If you want to stay someplace with a lot to do, go to Baltimore. If you want to do some introspective musing with Mr. Meowsers, I heartily recommend Antietam Overlook Farm, where you will be made to feel at home. 

Click below for a link to their website.

Saturday, May 19, 2012

The Four Chimneys Inn

 For our first trip to Vermont, as we did not want to travel the length of the state, we chose the closest town from the Massachusetts border: Bennington. This was an anniversary trip, so we wanted it to be special. 

A search in Trip Advisor brought up The Four Chimneys Inn.

During our internet browsing we thought the rooms pictured in the main house were attractive and inviting, and the prices were reasonable, but we were intrigued by The Ice House. It was located in back of the main house and it was an accommodation all to itself. We did not have pictures of the inside to view, but we took a chance and promptly booked it anyway. 

The house was more than we could imagine.

This two-story loft was more than enough room for two, and was adjacent to a beautiful pond pictured below.

The lower level had our bed and bath; the upper level, connected by a wooden spiral staircase, contained two couches, a television and a writing desk.
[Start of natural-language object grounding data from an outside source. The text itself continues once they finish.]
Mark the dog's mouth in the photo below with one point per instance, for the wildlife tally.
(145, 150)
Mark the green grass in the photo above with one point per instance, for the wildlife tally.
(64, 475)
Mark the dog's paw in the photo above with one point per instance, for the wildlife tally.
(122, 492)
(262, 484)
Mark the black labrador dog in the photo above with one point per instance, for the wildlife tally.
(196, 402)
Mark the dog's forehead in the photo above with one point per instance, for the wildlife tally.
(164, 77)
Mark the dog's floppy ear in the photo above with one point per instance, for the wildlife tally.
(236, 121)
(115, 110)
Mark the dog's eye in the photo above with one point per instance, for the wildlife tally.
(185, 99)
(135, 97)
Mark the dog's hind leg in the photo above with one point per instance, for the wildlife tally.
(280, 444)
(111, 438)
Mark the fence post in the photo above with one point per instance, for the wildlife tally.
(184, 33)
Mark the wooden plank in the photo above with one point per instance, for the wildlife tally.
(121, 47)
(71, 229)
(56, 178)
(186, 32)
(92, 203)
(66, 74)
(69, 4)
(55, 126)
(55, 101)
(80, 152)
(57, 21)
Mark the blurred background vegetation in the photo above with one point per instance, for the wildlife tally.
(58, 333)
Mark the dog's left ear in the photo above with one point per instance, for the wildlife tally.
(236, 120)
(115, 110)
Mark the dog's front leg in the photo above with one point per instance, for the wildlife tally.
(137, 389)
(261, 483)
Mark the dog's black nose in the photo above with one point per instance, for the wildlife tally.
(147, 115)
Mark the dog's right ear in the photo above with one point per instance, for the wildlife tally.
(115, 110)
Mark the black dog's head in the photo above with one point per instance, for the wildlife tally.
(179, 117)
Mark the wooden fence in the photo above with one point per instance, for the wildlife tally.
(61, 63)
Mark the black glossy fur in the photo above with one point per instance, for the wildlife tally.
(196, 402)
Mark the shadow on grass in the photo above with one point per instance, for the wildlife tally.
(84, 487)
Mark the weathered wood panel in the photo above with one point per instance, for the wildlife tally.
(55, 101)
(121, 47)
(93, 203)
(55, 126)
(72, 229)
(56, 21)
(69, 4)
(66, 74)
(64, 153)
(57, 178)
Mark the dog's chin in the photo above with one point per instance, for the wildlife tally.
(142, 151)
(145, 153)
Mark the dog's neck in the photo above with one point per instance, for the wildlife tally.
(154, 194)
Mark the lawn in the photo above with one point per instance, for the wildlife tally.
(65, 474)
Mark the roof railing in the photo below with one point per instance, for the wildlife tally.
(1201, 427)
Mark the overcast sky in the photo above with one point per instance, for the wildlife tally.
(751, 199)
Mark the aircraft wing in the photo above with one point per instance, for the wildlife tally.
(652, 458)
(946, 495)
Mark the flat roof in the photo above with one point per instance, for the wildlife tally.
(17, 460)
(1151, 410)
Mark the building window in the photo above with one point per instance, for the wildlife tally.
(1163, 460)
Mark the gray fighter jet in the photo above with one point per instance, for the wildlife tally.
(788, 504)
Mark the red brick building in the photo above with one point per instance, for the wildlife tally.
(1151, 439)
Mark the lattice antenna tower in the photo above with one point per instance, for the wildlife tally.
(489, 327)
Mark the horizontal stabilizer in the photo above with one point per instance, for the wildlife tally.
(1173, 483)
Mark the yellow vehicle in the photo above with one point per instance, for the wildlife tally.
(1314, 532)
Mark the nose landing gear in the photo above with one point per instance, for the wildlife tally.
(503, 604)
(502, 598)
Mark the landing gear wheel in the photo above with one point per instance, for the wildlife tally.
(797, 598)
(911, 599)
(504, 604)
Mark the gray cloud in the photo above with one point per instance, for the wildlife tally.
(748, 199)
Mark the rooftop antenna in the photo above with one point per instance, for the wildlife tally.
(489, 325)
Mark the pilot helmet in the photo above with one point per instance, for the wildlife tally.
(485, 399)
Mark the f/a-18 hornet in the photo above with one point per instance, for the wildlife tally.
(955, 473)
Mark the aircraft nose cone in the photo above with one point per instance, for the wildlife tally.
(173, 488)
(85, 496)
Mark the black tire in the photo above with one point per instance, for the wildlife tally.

Skylights all around made the area very bright, and the views from the second floor were wonderful.

We ordered breakfast the night before on a ticket provided every morning after room service, where we were able to check off our selections, as well as our seating time (anytime from 7:30 to 9:00 am), and leave it at the main house. When seated the next morning, our food was brought piping hot within a few minutes. The two-seater near the windows offered a tranquil view of the front lawn.

One evening we had a formal dinner to celebrate our anniversary, and it was well worth the price. The Lobster Ravioli and Grilled Salmon were cooked perfectly, and the wait staff attentive to our needs.

From room service to food to accommodations to our hosts, everything was perfect. Upon arrival we asked if we could have a refreshing beer and, even though the bartender was not on duty, our host graciously accommodated our request.

The grounds of the inn provided a nice, after-dinner or pre-breakfast stroll, and you walked in the footsteps of Walt Disney, Elizabeth Taylor and Norman Rockwell.

Oh, I neglected to mention the Bennington moose...

Four Chimneys was a great value for a great old inn presided over with a true sense of hospitality by its owners, Peter and Lynn Green. The were gracious without being formal, available without needing to hover, and put us at ease immediately upon arrival. They knew to leave us in peace, but if we had a question it was addressed promptly.

The Hospitality Hound knew it had found a true hospitality inn. 

Please find more information in the link below. 

Sunday, May 13, 2012

About the Hospitality Hound

The word hospitable means "promising or suggesting generous and cordial welcome; offering a pleasant or sustaining environment; readily receptive." Weary travelers, looking for a good night's sleep or a pleasant vacation, will look to the hospitality business, and the business could be comprised of a hotel, motel, inn or a bed and breakfast. Hospitality means much more than just offering a place to sleep: we feel it involves giving attention to small details during the course of a stay that truly makes it a generous and pleasant environment.

This site will devote itself to reviews of bed and breakfasts we have found to be truly pleasant, generous with their attention and a home away from home. While this is not meant to be a negative, fault-finding and harshly critical source of information, we may make mention of an amenity we would have appreciated during the time spent away from our homes.

In the weeks to come we would love to hear from fellow travelers and your experiences of those places that truly went the extra mile to be hospitable. Thank you for your kind attention.